LANGGAMPOS.NET - Parkit, burung kecil berwarna cerah yang sering jadi penghuni sangkar di rumah-rumah, ternyata memiliki kemampuan yang tak biasa. Di balik kicauan riangnya, tersimpan sistem saraf yang kompleks dan mengejutkan. Penelitian terbaru menunjukkan bahwa otak Parkit bekerja sangat mirip dengan otak manusia dalam menghasilkan suara yang terstruktur dan bermakna.
Temuan ini dipublikasikan dalam jurnal Nature pada 19 Maret oleh tim peneliti dari New York University Langone Health. Michael Long, ahli saraf yang memimpin studi tersebut, menyatakan bahwa ini adalah bukti pertama dari spesies non-manusia yang memiliki sistem otak penghasil bahasa yang menyerupai milik manusia.
Dengan nama ilmiah Melopsittacus undulatus, Parkit selama ini dikenal sebagai burung yang aktif secara sosial dan pandai meniru suara. Namun yang membuatnya istimewa adalah bagaimana suara-suara tersebut diproduksi. Peneliti merekam aktivitas saraf di bagian depan otak burung, tepatnya di area yang disebut anterior arcopallium. Dari sinilah beragam suara burung Parkit berasal—mulai dari siulan panjang, trilan cepat, hingga suara pendek yang mirip konsonan.

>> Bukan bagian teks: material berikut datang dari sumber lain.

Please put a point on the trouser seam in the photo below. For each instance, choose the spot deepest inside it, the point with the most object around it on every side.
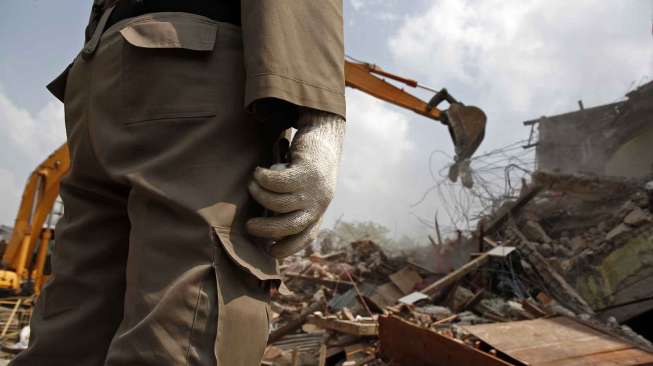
(192, 328)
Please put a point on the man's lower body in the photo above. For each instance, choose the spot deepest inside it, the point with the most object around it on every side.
(151, 264)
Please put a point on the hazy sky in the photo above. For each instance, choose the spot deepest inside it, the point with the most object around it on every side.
(516, 59)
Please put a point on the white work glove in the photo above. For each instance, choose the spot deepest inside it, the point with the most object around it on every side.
(301, 191)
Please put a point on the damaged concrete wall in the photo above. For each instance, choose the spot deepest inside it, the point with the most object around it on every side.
(634, 157)
(620, 280)
(606, 140)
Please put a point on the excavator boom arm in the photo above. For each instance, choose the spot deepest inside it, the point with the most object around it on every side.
(359, 76)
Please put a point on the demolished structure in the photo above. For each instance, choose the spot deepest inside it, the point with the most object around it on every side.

Tim peneliti menemukan bahwa susunan aktivitas saraf di area tersebut mengikuti pola yang sistematis. Setiap pola menghasilkan jenis suara tertentu. Burung ini dapat menggabungkan berbagai elemen suara melalui pengaturan sinyal dari otaknya secara presisi, sehingga menghasilkan "ucapan" yang terdengar lincah dan variatif.
Menariknya, cara kerja otak Parkit ini mencerminkan bagaimana otak manusia mengatur gerakan otot mulut dan pita suara saat berbicara. Meski berbeda spesies dan jauh secara evolusioner, Parkit dan manusia sama-sama mengembangkan sistem otak yang mampu menciptakan rangkaian suara kompleks. Fenomena ini dikenal sebagai konvergensi evolusi—dua spesies berbeda mengembangkan solusi serupa untuk tantangan yang sama.
Penelitian ini tidak hanya penting untuk dunia ornitologi. Pemahaman terhadap bagaimana otak burung membentuk suara dapat memberikan petunjuk bagi dunia medis, khususnya dalam mempelajari gangguan bicara pada manusia. Jika mekanisme dasar produksi suara ternyata bisa ditemukan juga di otak burung, maka ada peluang untuk mengembangkan terapi atau pendekatan baru terhadap masalah seperti gagap atau afasia.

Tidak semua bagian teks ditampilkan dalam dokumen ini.